Extinct species of dinosaur

Hypsibema missouriensis (/ˌhɪpsᵻˈbiːmə mᵻˌzʊəriˈɛnsɪs/; originally Neosaurus missouriensis, first renamed to Parrosaurus missouriensis, also spelled Hypsibema missouriense) is a species of plant-eating dinosaur in the genus Hypsibema, and the state dinosaur of the U.S. state Missouri. One of the few official state dinosaurs, bones of the species were discovered in 1942, at what later became known as the Chronister Dinosaur Site near Glen Allen, Missouri. The remains of Hypsibema missouriensis at the site, which marked the first known discovery of dinosaur remains in Missouri, are the only ones to have ever been found. Although first thought to be a sauropod, later study determined that it was a hadrosaur, or "duck-billed" dinosaur, whose snouts bear likeness to ducks' bills. Some of the species' bones found at the Chronister Dinosaur Site are housed in Washington, D.C.'s Smithsonian Institution.

==Discovery and naming==
Remains of Hypsibema missouriensis were first discovered in Bollinger County, Missouri by members of the Chronister family while they were digging a cistern, and were subsequently collected by Stewart. In 1942, Stewart, of the Missouri Geological Survey, had been examining clay near Glen Allen when he came upon a boy who led him to the family at work digging. According to Stewart, property owner Lulu Chronister had found several "unusual" bones while digging and had saved them. They had been found about 8 ft deep in the Chronisters' well, which had an overall depth of 24 ft, "imbedded in a black plastic clay." Stewart reported his discovery to the Smithsonian Institution, which bought the remains—thirteen vertebrae of a dinosaur's tail—from Chronister for US$50, which was later used to purchase a cow. Two other bones, of unknown type, were also recovered from the site, while one additional vertebrae had been given by Lulu Chronister to a friend. At the Smithsonian, the bones were analyzed but the species from which they originated was incorrectly identified.

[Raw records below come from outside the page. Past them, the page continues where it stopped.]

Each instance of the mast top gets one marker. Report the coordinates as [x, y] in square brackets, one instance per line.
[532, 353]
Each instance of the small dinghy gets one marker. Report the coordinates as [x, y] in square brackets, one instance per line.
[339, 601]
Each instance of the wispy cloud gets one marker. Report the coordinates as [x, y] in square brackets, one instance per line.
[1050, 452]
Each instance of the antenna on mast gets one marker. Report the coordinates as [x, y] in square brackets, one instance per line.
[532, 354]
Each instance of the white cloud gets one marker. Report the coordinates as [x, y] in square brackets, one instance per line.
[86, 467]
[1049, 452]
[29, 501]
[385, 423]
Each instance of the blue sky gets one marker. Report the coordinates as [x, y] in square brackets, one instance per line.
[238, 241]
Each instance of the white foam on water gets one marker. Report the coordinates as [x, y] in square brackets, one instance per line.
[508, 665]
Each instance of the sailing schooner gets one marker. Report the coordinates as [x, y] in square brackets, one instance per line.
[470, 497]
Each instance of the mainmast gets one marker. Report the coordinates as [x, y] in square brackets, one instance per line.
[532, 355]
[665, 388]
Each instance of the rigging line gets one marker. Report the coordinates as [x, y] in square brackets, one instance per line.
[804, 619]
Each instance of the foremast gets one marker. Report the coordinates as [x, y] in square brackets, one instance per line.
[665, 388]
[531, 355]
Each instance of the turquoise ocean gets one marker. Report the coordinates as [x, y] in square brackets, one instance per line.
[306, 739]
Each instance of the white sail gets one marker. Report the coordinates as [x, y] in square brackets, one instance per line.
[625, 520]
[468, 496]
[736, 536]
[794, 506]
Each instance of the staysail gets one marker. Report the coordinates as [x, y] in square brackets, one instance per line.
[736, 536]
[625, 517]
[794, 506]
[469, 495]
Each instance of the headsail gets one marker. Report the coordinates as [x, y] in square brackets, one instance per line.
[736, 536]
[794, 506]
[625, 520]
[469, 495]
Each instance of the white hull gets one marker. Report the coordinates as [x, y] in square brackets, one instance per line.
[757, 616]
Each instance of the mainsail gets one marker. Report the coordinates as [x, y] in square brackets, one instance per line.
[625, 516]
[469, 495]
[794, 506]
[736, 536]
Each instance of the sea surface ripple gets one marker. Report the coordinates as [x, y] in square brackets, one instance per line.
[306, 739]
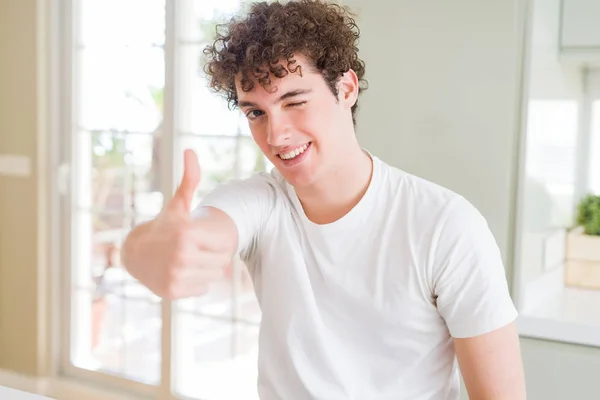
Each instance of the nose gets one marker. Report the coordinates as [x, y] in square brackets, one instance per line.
[279, 131]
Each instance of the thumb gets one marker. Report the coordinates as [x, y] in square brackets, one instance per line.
[182, 199]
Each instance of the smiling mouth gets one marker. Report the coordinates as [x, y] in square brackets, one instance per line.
[290, 155]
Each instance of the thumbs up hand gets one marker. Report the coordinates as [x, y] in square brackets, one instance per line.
[176, 256]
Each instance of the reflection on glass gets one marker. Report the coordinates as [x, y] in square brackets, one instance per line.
[595, 149]
[118, 87]
[550, 161]
[116, 335]
[123, 177]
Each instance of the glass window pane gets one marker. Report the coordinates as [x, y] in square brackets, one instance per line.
[121, 88]
[201, 111]
[116, 335]
[595, 149]
[112, 23]
[215, 359]
[113, 178]
[198, 25]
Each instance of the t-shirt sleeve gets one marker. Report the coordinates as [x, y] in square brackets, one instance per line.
[470, 284]
[247, 202]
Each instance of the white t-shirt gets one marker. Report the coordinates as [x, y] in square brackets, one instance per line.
[366, 307]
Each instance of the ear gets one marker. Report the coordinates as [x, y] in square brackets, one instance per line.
[348, 88]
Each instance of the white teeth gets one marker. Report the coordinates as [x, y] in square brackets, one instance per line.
[294, 153]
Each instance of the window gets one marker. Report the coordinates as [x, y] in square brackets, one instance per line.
[559, 166]
[136, 97]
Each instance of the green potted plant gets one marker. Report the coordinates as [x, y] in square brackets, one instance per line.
[582, 267]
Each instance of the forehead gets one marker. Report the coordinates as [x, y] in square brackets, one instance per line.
[306, 76]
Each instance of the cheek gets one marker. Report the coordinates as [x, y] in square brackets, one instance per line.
[260, 138]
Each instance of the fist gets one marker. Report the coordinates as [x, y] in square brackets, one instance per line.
[177, 256]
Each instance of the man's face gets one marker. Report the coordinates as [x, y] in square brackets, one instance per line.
[300, 125]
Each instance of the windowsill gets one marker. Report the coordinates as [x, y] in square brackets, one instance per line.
[569, 315]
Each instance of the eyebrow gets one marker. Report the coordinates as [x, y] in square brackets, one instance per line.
[285, 96]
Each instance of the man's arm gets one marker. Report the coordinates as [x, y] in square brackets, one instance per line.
[491, 365]
[472, 296]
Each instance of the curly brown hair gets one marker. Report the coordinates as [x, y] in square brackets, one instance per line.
[254, 45]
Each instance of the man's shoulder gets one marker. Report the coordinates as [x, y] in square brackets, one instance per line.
[417, 190]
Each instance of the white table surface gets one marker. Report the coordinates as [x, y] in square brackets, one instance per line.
[12, 394]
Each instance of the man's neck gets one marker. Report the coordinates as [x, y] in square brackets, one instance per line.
[344, 186]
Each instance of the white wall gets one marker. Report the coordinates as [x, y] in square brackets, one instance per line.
[444, 103]
[444, 93]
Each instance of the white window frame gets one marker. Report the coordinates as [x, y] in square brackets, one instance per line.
[65, 181]
[573, 332]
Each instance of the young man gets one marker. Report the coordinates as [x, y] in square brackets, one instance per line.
[371, 281]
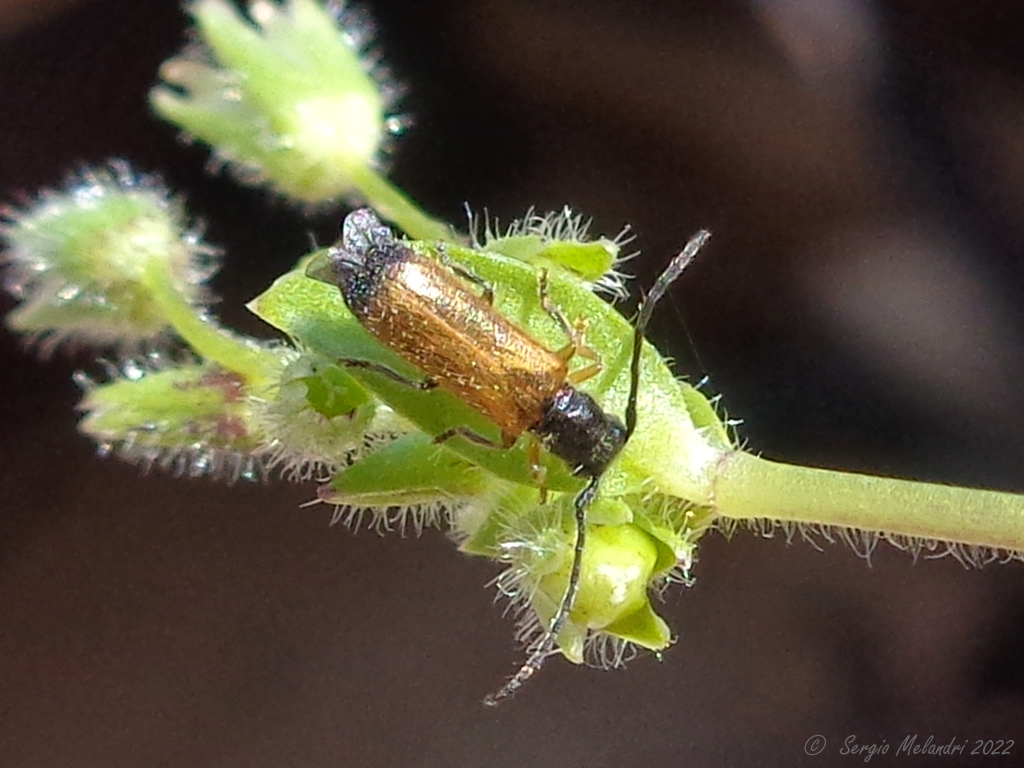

The site where the bones were found was largely untouched by paleontologists until around the 1970s and 1990s, when excavations restarted. Remains of other dinosaurs, fish, turtles, and plants have also been found, including teeth belonging to a member of the Tyrannosauroidea. Bone fragments of a dromaeosaur have also been unearthed in this area. Other parts of H. missouriensis, including dental remains and part of a jaw, have also been found. The variety of faunal remnants found at the Chronister site suggest that a large body of water once existed close to the area.

===Geology of the dig site===
One paleontologist from St. Louis currently working at the dig site said it was "pretty much a miracle" that dinosaur bones were found in Missouri, because the state's soft soil has resulted in the deterioration of most prehistoric remains. However, some of the remains found have been damaged by erosion and other processes. While much of Missouri lies upon rocks from the Paleozoic or Precambrian eras, the Chronister site is situated over Mesozoic rock. Stewart, who found the bones after being assigned to study the origins of clay in the southeastern portion of the Ozarks, was able to conclude that part of the region lies upon deposits from the Upper Cretaceous period, although much of the sediment from that time period has eroded away.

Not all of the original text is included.